Priority: Major - P3
Affects Version/s: None
Fix Version/s: None
We are running a MongoDB instance on Azure VM with default settings. We notice that Azure VM tends to close socket connection if it's not active in several minutes. When we are trying to initial sync from MongoDB on Azure VM to another replica set member, syncing always fails because the connection will be dropped when there's no network traffic for several minutes (e.g., when the startup instance is building an index), and initial sync will start all over.
A sample log snippet:
[building index here...]
2017-08-17T19:06:30.632+0800 I NETWORK [rsSync] Socket recv() errno:10053 An established connection was aborted by the software in your host machine. [***.***.***.***:*****]
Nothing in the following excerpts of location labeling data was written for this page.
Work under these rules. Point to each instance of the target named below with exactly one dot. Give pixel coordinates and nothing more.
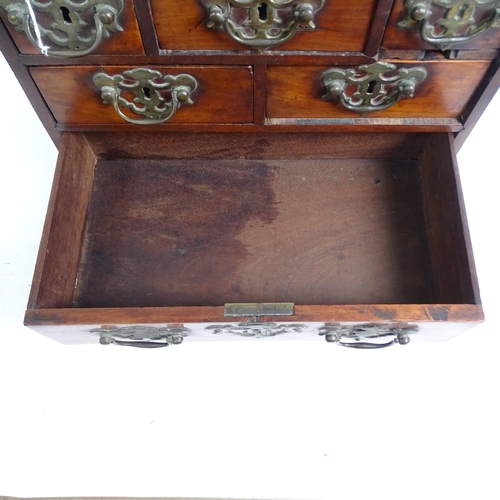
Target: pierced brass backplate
(146, 92)
(65, 28)
(356, 336)
(141, 336)
(261, 24)
(445, 23)
(259, 309)
(372, 87)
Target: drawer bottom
(167, 229)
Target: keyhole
(66, 16)
(262, 8)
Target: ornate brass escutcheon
(65, 28)
(261, 24)
(372, 87)
(367, 336)
(141, 336)
(445, 23)
(257, 328)
(146, 92)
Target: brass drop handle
(359, 336)
(265, 23)
(149, 337)
(457, 22)
(372, 87)
(63, 28)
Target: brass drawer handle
(260, 24)
(143, 91)
(141, 336)
(256, 328)
(371, 87)
(359, 336)
(78, 26)
(457, 23)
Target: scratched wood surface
(201, 232)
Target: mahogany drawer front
(398, 36)
(298, 92)
(167, 228)
(341, 26)
(223, 94)
(125, 41)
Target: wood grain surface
(451, 250)
(257, 146)
(297, 92)
(179, 233)
(63, 233)
(224, 94)
(435, 313)
(127, 41)
(341, 26)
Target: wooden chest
(231, 170)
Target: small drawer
(165, 229)
(432, 25)
(340, 26)
(109, 29)
(300, 92)
(218, 94)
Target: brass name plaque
(259, 309)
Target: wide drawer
(168, 228)
(299, 92)
(341, 26)
(221, 94)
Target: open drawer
(351, 236)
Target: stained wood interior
(205, 232)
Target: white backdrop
(249, 420)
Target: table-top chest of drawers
(233, 169)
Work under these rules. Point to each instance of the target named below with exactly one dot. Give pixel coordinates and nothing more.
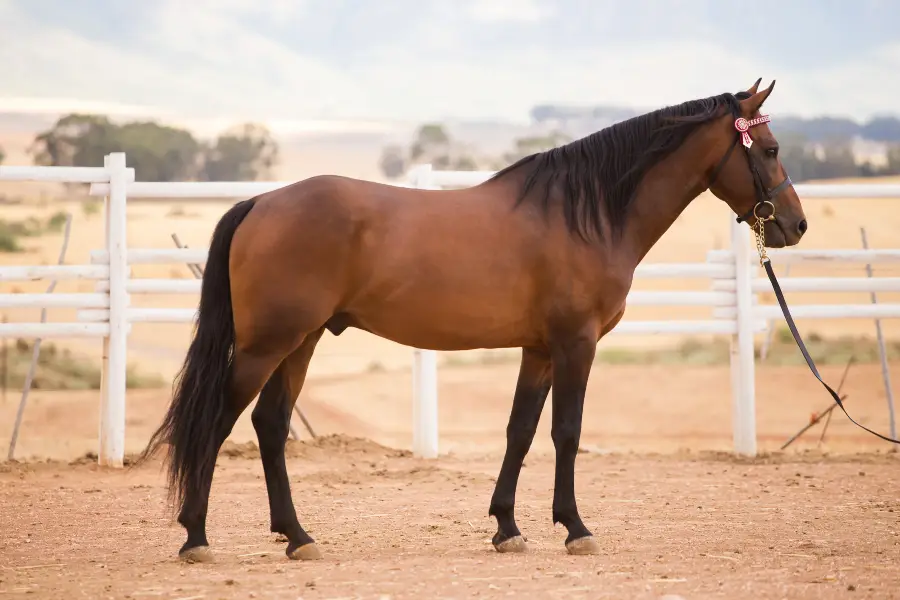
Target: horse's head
(753, 181)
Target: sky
(416, 60)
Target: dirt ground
(674, 514)
(675, 526)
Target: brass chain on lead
(759, 228)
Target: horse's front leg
(572, 357)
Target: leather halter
(764, 195)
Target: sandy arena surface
(695, 523)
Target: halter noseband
(764, 195)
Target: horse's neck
(662, 196)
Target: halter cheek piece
(764, 195)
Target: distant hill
(583, 119)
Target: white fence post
(115, 347)
(425, 399)
(743, 377)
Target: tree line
(158, 152)
(803, 158)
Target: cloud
(411, 60)
(508, 10)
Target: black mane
(605, 167)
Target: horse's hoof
(305, 552)
(196, 554)
(583, 546)
(514, 544)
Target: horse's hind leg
(247, 375)
(271, 420)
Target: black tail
(194, 420)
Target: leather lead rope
(767, 264)
(765, 197)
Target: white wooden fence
(732, 275)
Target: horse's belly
(443, 326)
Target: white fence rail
(732, 295)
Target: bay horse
(541, 256)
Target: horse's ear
(754, 102)
(754, 87)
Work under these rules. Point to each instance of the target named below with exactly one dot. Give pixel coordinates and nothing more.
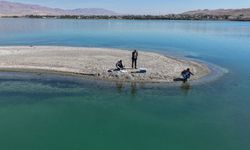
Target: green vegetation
(146, 17)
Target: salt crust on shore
(95, 63)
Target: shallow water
(54, 112)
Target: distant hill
(232, 14)
(19, 9)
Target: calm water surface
(53, 112)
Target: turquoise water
(55, 112)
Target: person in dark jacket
(186, 74)
(119, 65)
(134, 59)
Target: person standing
(134, 59)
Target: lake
(56, 112)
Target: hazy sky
(143, 6)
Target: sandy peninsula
(95, 63)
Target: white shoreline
(95, 63)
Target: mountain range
(18, 9)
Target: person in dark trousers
(119, 65)
(186, 74)
(134, 59)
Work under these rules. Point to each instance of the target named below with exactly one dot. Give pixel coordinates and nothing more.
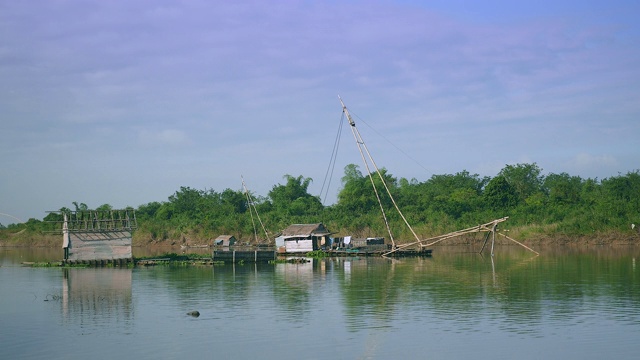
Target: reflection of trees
(95, 296)
(516, 292)
(292, 287)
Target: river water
(564, 304)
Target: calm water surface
(566, 303)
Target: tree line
(537, 204)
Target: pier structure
(97, 237)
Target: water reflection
(94, 297)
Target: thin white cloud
(171, 137)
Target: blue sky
(125, 102)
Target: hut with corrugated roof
(224, 240)
(302, 238)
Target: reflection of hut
(301, 238)
(224, 240)
(366, 242)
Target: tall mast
(362, 147)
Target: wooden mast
(362, 147)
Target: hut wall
(299, 246)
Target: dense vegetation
(537, 206)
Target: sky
(124, 102)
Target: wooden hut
(302, 238)
(224, 240)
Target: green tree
(524, 178)
(499, 194)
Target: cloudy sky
(124, 102)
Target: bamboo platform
(235, 256)
(99, 263)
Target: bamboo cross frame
(489, 227)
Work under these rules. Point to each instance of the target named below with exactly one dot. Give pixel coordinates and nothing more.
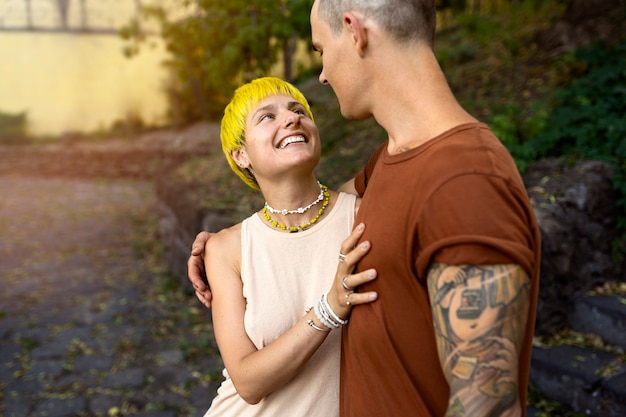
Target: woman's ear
(240, 157)
(358, 31)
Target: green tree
(221, 44)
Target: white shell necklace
(299, 210)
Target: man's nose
(322, 78)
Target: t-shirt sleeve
(362, 177)
(476, 219)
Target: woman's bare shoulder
(224, 241)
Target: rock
(577, 212)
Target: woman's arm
(256, 373)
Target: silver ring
(344, 285)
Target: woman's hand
(342, 295)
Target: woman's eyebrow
(269, 107)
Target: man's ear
(357, 30)
(240, 157)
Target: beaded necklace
(299, 210)
(303, 226)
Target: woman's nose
(291, 119)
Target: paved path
(90, 322)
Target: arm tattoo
(479, 315)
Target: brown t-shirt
(457, 199)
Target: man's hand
(195, 269)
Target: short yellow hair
(246, 97)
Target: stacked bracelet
(315, 326)
(326, 315)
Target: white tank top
(283, 274)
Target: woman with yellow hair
(278, 290)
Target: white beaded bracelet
(316, 327)
(333, 315)
(323, 317)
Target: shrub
(12, 126)
(586, 117)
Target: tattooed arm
(480, 315)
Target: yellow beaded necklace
(304, 226)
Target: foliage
(12, 126)
(219, 45)
(586, 120)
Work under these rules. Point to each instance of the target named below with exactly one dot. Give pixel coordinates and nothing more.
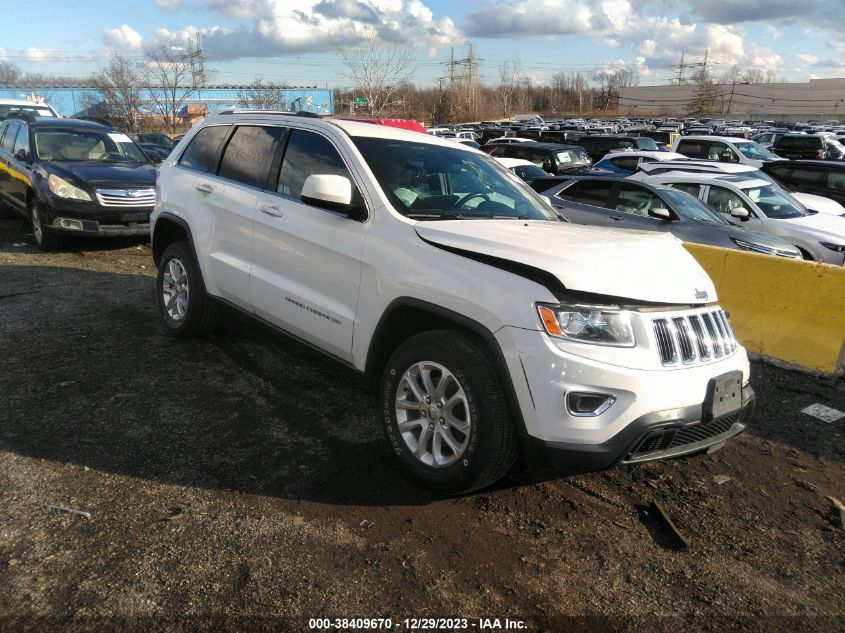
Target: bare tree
(731, 76)
(10, 73)
(753, 76)
(509, 73)
(262, 96)
(118, 93)
(611, 81)
(705, 97)
(172, 75)
(378, 68)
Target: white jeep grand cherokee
(489, 325)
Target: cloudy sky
(291, 40)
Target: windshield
(691, 207)
(430, 182)
(752, 150)
(775, 203)
(529, 172)
(87, 145)
(646, 143)
(34, 110)
(572, 157)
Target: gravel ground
(241, 482)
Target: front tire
(183, 303)
(45, 238)
(444, 412)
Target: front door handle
(271, 209)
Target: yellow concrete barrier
(793, 311)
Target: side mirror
(330, 192)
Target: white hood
(819, 203)
(821, 222)
(637, 265)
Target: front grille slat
(687, 349)
(693, 338)
(665, 345)
(714, 335)
(666, 439)
(126, 197)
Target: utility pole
(679, 78)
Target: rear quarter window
(595, 193)
(693, 149)
(201, 153)
(248, 155)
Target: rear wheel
(444, 413)
(45, 238)
(182, 301)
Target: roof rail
(302, 113)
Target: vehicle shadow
(93, 379)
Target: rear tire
(456, 394)
(183, 303)
(45, 238)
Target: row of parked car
(721, 191)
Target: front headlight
(588, 324)
(750, 246)
(839, 248)
(63, 189)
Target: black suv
(822, 178)
(794, 146)
(598, 145)
(553, 158)
(72, 177)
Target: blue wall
(69, 101)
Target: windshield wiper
(435, 216)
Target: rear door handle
(271, 209)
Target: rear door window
(693, 149)
(22, 140)
(201, 153)
(9, 136)
(724, 201)
(836, 180)
(248, 155)
(627, 162)
(636, 200)
(804, 177)
(592, 192)
(687, 187)
(309, 153)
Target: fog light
(65, 223)
(586, 405)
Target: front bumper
(659, 435)
(656, 413)
(93, 220)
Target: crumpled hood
(107, 175)
(636, 265)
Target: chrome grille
(693, 338)
(126, 197)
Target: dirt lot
(239, 481)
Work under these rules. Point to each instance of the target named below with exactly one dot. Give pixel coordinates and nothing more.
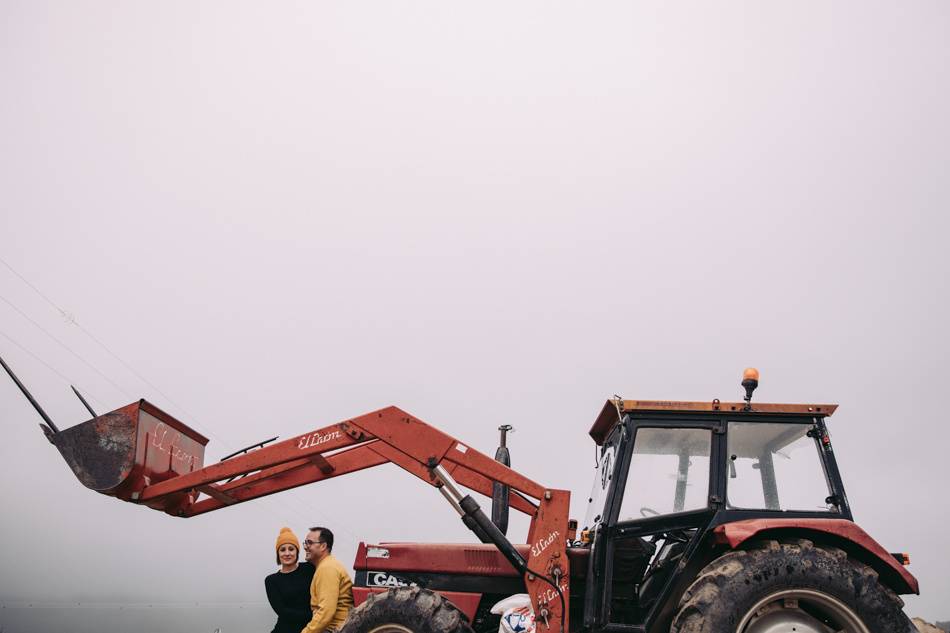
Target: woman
(288, 589)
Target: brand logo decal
(315, 439)
(383, 579)
(544, 543)
(172, 448)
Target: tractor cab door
(659, 498)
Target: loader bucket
(121, 452)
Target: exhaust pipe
(500, 492)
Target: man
(331, 590)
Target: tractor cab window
(775, 467)
(669, 473)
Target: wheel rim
(802, 611)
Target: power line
(66, 347)
(51, 368)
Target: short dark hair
(326, 536)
2017-08-17T19:06:30.632+0800 I NETWORK [rsSync] SocketException: remote: (NONE):0 error: 9001 socket exception [RECV_ERROR] server [***.***.***.***:*****]
2017-08-17T19:06:30.632+0800 I NETWORK [rsSync] DBClientCursor::init call() failed
2017-08-17T19:06:30.640+0800 E REPL [rsSync] 13386 socket error for mapping query
2017-08-17T19:06:30.640+0800 E REPL [rsSync] initial sync attempt failed, 9 attempts remaining
2017-08-17T19:06:35.641+0800 I REPL [rsSync] initial sync pending
2017-08-17T19:06:35.643+0800 I REPL [ReplicationExecutor] syncing from: <HOSTNAME>:*****
2017-08-17T19:06:36.454+0800 I REPL [rsSync] initial sync drop all databases
2017-08-17T19:06:36.454+0800 I STORAGE [rsSync] dropAllDatabasesExceptLocal 14
2017-08-17T19:06:43.928+0800 I REPL [rsSync] initial sync clone all databases
For MongoDB client, this can be resolved by set MaxConnectionIdleTime, but it seems there's no way to configure the same for replica sets, and hence Azure users (if not tweaking OS settings) will find it hard to sync data to another replica set out of Azure VM.
Can we have an option to either specify max connection time for replica set, or make the initial sync not fail completely on a single connection failure?